Independent Gallery


Jim Dine

Jim Dine b.Cincinnati 1935-

Jim Dine’s art education began during his final year at high school with evening classes at the Art Academy of Cincinnati in 1953. He went on to attend the University of Cincinnati and briefly the Boston Museum School before graduating from Ohio University in 1957.

His first one-man show was held in 1960 at the Reuben Gallery in New York during which he presented the Happening Car Crash.

Happenings had evolved from the theatrical elements of Dada and Surrealism and played an important role in the development of Pop Art in America with artists such as Claes Oldenburg and Robert Rauschenburg participating.

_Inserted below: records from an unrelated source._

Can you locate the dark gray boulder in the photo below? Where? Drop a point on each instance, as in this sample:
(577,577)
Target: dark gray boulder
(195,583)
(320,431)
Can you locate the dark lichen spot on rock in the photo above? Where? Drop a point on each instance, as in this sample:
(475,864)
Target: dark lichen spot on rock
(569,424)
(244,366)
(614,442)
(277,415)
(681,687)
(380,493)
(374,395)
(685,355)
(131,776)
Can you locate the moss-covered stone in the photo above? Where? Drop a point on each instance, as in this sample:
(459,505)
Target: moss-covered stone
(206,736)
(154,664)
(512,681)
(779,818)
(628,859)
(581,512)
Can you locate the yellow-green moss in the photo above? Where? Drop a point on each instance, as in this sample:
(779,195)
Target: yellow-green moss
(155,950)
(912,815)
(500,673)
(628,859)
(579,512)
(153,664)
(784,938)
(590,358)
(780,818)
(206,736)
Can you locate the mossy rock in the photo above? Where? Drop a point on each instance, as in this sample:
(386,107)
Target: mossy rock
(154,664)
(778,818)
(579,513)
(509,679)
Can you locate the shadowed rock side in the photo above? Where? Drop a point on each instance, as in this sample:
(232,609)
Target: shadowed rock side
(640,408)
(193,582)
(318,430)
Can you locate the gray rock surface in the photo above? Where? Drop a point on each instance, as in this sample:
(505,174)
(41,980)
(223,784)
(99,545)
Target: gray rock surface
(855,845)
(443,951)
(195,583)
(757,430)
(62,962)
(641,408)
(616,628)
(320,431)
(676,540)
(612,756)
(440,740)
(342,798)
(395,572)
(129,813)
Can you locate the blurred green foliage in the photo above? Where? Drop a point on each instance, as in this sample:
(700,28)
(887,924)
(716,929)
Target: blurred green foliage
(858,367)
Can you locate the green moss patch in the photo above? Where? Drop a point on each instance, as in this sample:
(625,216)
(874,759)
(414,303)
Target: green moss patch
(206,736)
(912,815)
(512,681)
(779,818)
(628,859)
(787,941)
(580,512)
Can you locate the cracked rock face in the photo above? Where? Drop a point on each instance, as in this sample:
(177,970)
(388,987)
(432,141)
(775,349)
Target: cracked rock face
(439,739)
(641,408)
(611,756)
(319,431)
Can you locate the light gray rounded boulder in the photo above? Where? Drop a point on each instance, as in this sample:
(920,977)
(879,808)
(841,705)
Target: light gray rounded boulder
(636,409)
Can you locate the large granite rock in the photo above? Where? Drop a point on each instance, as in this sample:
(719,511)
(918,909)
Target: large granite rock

Certain recurring themes occur in Jim Dine’s work. During 1962 tools first appeared. Not only did these recall a childhood spent working in his father’s hardware store but they also represent an extension of the hand, especially the artist’s, when it comes to brushes and palettes, the tools of his trade.

The robe self-portraits began in 1964 when he saw an advertisement for a bathrobe with the man’s features airbrushed out which enabled a potential buyer to imagine himself wearing the garment. Ever since they have become a means of expressing the various facets of his character.

The stylised Valentine’s heart is to Jim Dine as LOVE is to Robert Indiana or Campbell’s Soup cans are to Andy Warhol. It has been produced in infinite variations. For an artist associated with the Pop movement it is useful to have strong visual branding, so much the better if it is an obvious symbol of affection.

However, he has rarely used the techniques of mass production associated with Pop such as screenprint favouring instead to stick to the traditional media of etching and woodcuts.

Although the above mentioned themes are most readily associated with Jim Dine it would be a mistake to imagine that he has not broadened his subject matter during the past two decades. Classical sculpture, particularly Venus de Milo, portraits of his wife Nancy, images from nature including flowers, plants and trees, to name but a few, feature in this artist’s oeuvre.